Purcell had no successors. We are astonished, as we are with Mozart and Schubert, that such a short life should have yielded so much great music; and we may ponder what he might have written had he lived on into the eighteenth century, into the era of Handel. Listening to these Fantasias, so beautifully played by the Chiaroscuros, it was hard to avoid a poignant sense of what has been lost.
In the last of Haydn’s Op.33 ‘Russian’ Quartets, the vibrancy of playing from the Chiaroscuros and their unanimity of attack made the engaging opening movement bracing rather than merely genial. Ibragimova made the most of her beautiful melody, accompanied discreetly by the other instruments, at the centre of the plangent Andante; as did Claire Thirion in her bluff, good-humoured cello solo in the Trio of the ensuing Scherzo. The finale’s major and minor sections were kept in well-behaved balance, their alternations doing nothing to disturb the music’s essential calm.

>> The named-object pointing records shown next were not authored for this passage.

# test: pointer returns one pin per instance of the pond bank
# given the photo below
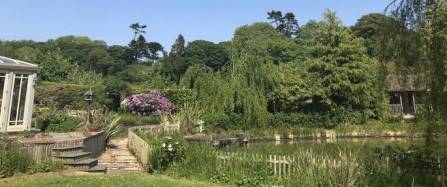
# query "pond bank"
(331, 134)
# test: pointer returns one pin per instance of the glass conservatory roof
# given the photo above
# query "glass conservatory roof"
(10, 63)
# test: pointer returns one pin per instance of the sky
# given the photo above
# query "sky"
(109, 20)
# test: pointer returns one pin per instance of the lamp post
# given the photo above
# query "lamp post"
(88, 96)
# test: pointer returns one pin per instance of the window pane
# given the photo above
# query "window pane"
(22, 98)
(2, 85)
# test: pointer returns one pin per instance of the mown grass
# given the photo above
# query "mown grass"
(126, 179)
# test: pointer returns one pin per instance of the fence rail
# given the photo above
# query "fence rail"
(281, 165)
(93, 144)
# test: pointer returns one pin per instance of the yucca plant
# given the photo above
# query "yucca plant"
(108, 121)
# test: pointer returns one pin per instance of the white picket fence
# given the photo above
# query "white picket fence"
(281, 165)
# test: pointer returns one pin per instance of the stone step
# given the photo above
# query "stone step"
(67, 150)
(83, 164)
(98, 169)
(72, 157)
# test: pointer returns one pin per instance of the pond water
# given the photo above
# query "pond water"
(364, 145)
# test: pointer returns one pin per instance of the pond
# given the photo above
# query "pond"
(363, 145)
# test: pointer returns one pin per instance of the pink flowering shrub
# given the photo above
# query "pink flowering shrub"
(149, 104)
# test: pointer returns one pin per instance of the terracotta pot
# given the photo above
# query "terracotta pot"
(93, 128)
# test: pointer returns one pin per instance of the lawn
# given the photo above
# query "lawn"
(73, 180)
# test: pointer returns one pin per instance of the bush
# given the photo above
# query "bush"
(131, 120)
(149, 104)
(14, 158)
(215, 121)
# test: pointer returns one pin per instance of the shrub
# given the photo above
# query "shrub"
(149, 104)
(14, 158)
(217, 121)
(130, 120)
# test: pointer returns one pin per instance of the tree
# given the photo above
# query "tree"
(28, 54)
(341, 69)
(138, 45)
(369, 27)
(153, 49)
(174, 65)
(138, 29)
(286, 25)
(55, 67)
(206, 53)
(100, 61)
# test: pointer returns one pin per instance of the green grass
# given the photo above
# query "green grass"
(128, 179)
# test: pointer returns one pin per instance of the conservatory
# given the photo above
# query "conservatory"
(17, 81)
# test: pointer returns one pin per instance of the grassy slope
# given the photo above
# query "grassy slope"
(129, 179)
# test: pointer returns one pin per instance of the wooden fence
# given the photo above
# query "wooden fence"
(281, 165)
(93, 144)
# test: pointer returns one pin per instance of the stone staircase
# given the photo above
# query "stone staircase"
(76, 159)
(118, 158)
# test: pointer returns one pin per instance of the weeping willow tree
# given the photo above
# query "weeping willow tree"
(419, 46)
(242, 86)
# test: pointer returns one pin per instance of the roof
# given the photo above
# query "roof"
(406, 83)
(9, 63)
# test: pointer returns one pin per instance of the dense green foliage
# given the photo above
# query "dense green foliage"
(322, 72)
(16, 159)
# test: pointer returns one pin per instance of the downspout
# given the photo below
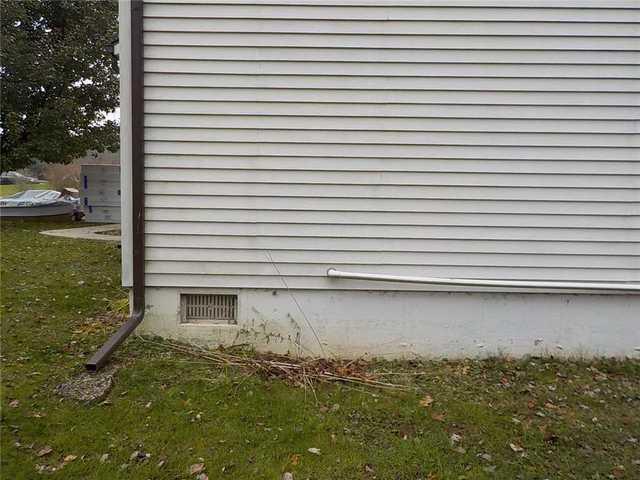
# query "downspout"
(470, 282)
(100, 358)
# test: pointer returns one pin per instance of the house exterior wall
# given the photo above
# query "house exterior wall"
(491, 140)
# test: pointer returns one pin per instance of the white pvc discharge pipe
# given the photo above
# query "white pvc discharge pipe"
(627, 287)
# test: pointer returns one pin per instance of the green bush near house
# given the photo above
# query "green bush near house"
(529, 419)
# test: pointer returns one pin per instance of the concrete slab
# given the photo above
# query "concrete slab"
(87, 233)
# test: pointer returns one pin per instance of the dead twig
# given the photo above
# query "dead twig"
(301, 372)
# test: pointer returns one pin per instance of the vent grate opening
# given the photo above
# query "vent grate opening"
(207, 308)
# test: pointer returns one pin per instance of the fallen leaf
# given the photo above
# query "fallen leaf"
(44, 451)
(439, 417)
(515, 447)
(426, 401)
(485, 456)
(618, 471)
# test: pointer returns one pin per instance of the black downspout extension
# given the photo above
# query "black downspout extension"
(100, 358)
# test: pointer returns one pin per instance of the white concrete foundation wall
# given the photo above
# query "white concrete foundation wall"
(405, 324)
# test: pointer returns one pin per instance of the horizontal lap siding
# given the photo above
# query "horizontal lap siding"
(463, 139)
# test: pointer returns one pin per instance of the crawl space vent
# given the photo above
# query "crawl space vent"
(198, 308)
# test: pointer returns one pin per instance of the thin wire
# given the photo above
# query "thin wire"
(304, 315)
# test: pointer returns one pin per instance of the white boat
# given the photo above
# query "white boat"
(38, 203)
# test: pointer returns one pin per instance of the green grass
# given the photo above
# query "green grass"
(6, 190)
(574, 420)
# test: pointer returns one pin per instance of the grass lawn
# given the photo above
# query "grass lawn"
(496, 418)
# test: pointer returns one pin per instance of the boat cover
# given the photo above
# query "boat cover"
(31, 198)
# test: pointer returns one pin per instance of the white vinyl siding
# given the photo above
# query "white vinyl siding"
(473, 139)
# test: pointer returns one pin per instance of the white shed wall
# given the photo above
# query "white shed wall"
(408, 138)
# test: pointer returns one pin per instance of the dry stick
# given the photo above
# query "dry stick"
(289, 369)
(286, 285)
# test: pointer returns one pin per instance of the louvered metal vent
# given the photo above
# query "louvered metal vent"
(199, 308)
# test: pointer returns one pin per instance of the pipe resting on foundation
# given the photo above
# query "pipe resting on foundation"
(468, 282)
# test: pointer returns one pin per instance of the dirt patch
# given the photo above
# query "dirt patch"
(88, 387)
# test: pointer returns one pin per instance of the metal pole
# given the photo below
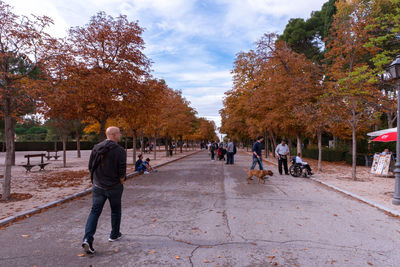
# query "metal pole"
(396, 196)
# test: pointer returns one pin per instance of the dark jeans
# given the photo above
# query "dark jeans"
(229, 158)
(284, 162)
(99, 197)
(255, 161)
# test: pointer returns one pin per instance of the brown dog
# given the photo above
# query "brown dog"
(260, 174)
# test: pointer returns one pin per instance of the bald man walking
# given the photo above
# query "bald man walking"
(107, 165)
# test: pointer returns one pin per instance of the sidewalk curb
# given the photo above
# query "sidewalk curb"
(355, 196)
(360, 198)
(26, 214)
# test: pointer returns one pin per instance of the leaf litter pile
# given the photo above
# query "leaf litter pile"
(16, 197)
(62, 179)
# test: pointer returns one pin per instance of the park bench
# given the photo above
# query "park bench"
(49, 156)
(28, 166)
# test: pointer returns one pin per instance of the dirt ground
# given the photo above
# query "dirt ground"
(36, 188)
(378, 189)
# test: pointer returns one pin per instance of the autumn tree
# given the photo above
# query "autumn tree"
(23, 43)
(111, 50)
(352, 99)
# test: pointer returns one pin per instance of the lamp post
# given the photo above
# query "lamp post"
(394, 70)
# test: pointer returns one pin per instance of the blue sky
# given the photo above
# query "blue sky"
(192, 43)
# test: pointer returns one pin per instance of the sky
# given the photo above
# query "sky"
(192, 44)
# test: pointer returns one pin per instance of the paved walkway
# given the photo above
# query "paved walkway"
(198, 212)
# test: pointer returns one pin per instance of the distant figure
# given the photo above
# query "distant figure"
(282, 152)
(213, 147)
(300, 161)
(139, 164)
(229, 152)
(170, 149)
(257, 148)
(148, 167)
(107, 165)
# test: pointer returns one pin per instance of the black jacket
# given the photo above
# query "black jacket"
(107, 164)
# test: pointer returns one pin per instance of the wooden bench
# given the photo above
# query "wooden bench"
(48, 157)
(28, 166)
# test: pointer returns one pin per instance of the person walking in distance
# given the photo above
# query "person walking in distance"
(282, 152)
(212, 150)
(257, 147)
(229, 152)
(107, 165)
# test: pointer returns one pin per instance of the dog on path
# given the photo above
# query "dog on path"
(260, 174)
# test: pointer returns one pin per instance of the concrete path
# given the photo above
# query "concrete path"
(198, 212)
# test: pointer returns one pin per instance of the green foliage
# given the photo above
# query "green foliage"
(306, 37)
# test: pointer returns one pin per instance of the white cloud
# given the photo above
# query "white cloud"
(191, 42)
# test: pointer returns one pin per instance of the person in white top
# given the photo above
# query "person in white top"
(282, 152)
(300, 161)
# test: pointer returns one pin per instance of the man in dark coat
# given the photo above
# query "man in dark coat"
(107, 165)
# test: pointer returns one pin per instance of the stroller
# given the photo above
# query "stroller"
(297, 170)
(221, 153)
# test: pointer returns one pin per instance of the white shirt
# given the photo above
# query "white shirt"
(282, 150)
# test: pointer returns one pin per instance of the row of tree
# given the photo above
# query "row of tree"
(325, 75)
(96, 76)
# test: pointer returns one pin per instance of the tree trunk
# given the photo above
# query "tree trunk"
(142, 143)
(354, 156)
(13, 141)
(134, 147)
(273, 143)
(319, 136)
(335, 141)
(166, 147)
(126, 142)
(155, 146)
(8, 161)
(102, 134)
(64, 139)
(175, 146)
(78, 145)
(266, 143)
(299, 141)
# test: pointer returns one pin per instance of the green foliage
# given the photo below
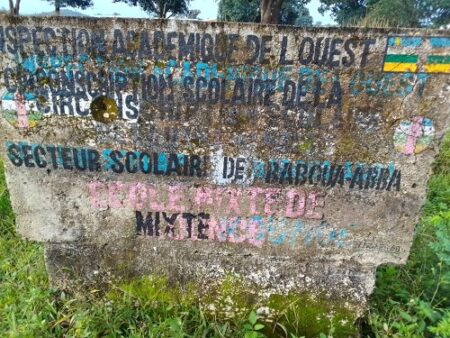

After the interval, a riveting performance of Beethoven’s F minor Quartet: torment and tenderness, a critic has written of the first movement, but during the tender passages we are always braced for the next explosion of dark energy. Even more striking is the work’s compression: the movement lasts under five minutes. In the Allegretto, the cello leads us down into the dark: and for all the wan beauty of much of the movement, there is a chill that it can never shake off. The Scherzo is of course a dance, but a grim, harsh one, from which the Trio offers only temporary relief. All this the Chiaroscuros projected with maximum vividness: so also the restless, seemingly undirected energies of the finale. The unexpected ending, arriving from nowhere, felt more agitated than jubilant.
By the clock, this was a short concert: under an hour’s music (excluding the Mendelssohn encore). Yet it did not feel so. Beethoven’s Op.95, in its terseness and compression, taxes the listener as the late quartets do. You cannot relax or switch off while the Chiaroscuros are playing, they demand, and reward, keen attention and close focus. I do not imagine that anyone left the Turner Sims that evening feeling short-changed.